Saturday, June 23, 2018
A look back at: Breath of Fire
Here it is folks, my first ever RPG that I actually played. Well not entirely, but the first one in these modern times I played back in 2014 or so when I decided to go back to RPGs. Yes, I played Pokemon, the Mario & Luigi games, and the godawful Final Fantasy remakes for the DS along with a few outliers such as Spectrobes. But after looking at Breath of Fire, I got right back into turn-based RPG stuff.
On the surface, this really is the most standard RPG I can remember playing. Standard characters, standard magic abilities, standard encounters, standard navigation, standard save points, all of it. The first Breath of Fire has only a few innovative ideas, such as field skills depending on which character you have, fusion spells to fuse one particular character with others, and "second winds" or so where you deplete a bosses health bar and then they get mad or something and are still fighting you. The dragon powers in this game are actually quite cool too, and are often the trump card in boss fights. One of which combines every character in the party. Apart from that, yeah, good luck finding anything truly interesting.
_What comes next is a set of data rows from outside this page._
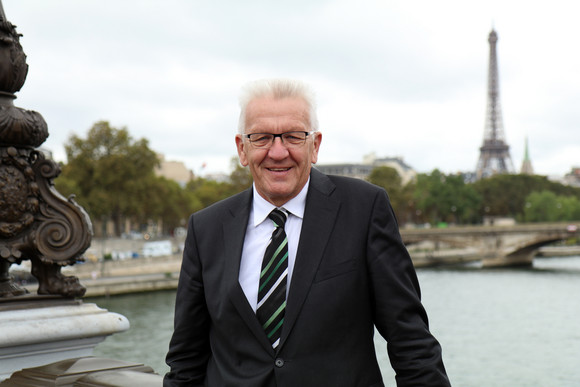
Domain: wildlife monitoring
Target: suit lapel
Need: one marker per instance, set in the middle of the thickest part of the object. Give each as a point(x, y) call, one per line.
point(319, 217)
point(234, 234)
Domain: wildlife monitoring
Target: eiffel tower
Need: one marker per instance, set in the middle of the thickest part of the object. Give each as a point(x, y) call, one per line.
point(494, 156)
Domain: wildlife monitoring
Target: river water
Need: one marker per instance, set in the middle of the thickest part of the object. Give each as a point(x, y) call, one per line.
point(499, 327)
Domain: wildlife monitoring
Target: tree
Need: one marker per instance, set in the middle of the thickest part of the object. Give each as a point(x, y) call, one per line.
point(546, 206)
point(113, 172)
point(399, 195)
point(446, 198)
point(505, 195)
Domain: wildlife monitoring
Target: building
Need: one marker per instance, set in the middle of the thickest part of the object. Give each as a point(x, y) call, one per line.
point(173, 170)
point(370, 161)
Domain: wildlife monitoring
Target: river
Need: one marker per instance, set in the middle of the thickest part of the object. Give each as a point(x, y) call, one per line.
point(499, 327)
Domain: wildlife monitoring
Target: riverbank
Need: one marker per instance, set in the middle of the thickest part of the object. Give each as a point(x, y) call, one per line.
point(143, 274)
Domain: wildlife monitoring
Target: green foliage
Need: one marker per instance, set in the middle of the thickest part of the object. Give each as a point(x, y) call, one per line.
point(399, 195)
point(546, 206)
point(507, 195)
point(446, 198)
point(114, 174)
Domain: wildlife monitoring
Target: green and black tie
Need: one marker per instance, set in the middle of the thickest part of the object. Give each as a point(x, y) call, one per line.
point(273, 279)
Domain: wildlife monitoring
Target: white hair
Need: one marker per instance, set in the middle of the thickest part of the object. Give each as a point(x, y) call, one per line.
point(277, 89)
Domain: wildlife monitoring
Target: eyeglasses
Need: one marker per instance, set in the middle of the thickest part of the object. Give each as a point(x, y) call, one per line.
point(289, 139)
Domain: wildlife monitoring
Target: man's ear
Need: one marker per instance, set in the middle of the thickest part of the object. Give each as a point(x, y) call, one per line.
point(316, 147)
point(240, 146)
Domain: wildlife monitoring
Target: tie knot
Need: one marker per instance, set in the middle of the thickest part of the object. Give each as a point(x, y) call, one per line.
point(278, 217)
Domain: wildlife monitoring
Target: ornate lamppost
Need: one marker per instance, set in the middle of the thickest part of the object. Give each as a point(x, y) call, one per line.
point(36, 222)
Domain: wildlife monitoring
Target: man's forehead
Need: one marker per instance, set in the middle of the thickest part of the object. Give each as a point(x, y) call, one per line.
point(261, 111)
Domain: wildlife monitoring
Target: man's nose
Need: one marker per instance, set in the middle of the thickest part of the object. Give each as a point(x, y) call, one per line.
point(278, 150)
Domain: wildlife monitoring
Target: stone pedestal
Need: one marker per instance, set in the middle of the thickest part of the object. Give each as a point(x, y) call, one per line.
point(38, 330)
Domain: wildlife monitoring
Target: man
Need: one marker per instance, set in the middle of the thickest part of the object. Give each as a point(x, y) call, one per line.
point(339, 270)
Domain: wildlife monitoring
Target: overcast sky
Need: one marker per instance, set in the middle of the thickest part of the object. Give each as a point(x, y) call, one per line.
point(398, 78)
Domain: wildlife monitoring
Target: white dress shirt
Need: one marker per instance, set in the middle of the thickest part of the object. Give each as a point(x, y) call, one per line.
point(258, 235)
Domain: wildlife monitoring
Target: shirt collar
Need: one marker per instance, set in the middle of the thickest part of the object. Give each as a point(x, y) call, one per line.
point(262, 207)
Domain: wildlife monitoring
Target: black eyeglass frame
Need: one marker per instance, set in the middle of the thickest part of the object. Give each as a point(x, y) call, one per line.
point(283, 137)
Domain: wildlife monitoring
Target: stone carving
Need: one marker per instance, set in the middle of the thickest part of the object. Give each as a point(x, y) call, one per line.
point(36, 222)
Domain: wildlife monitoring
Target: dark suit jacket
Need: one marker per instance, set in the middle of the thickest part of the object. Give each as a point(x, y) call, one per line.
point(352, 274)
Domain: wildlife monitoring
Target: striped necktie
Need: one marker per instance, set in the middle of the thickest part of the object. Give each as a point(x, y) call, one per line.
point(273, 278)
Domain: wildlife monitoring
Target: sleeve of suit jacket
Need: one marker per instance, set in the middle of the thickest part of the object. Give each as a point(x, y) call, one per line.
point(189, 349)
point(400, 318)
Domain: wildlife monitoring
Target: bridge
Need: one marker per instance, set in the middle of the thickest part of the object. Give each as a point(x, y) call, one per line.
point(514, 245)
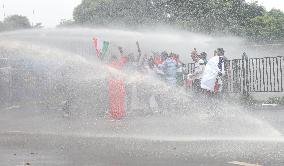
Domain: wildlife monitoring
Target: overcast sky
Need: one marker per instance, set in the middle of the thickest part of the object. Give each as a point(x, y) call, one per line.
point(50, 12)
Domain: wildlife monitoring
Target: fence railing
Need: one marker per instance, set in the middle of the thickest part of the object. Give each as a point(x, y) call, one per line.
point(252, 74)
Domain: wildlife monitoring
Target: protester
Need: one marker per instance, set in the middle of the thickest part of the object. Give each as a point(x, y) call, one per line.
point(180, 71)
point(116, 89)
point(203, 56)
point(214, 71)
point(130, 67)
point(169, 67)
point(198, 72)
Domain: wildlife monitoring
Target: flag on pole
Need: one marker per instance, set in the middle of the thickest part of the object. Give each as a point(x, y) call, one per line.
point(101, 47)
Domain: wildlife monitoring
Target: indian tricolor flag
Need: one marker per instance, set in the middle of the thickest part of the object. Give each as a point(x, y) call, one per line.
point(101, 47)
Most of the interesting stuff Breath of Fire really provides is in characters and plot. A nice little civil war between two dragon factions is quite the interesting take, and key characters include Sara and Jade. The idea that not four, but six keys were used to seal a goddess away was better than just four. Oh but Jade does have these four lieutenants. And you can also have only four characters in the battlefield, but can swap them for the reserves in the back. Speaking of characters, hey, look, none of them are really human! It's quite interesting, the most human ones can turn into other species, Ryu to dragon, Nina to bird, and Karn to whatever fusion spell. While some characters do become pointless gameplay-wise, storyline-wise they are pretty decent overall. Unfortunately I cannot say the same for the villain side. Only Jade and Cerl are interesting, but Zog and the other three members of Jade's four are pretty lame overall. So the plot has some of that "war is hell" stuff, especially considering the Dark Dragon's lust for dominance and control. We see towns almost getting leveled, other towns getting destroyed or lost in time or in perpetual freezing moments, and one character apparently is lost in stasis where the party has to go to a psychedelic dream world to help him out.
At the very best, this game is average, and that's about as much as I can say for it. It has some interesting ideas in plot, but not a whole lot in terms of gameplay. Is it bad though? No.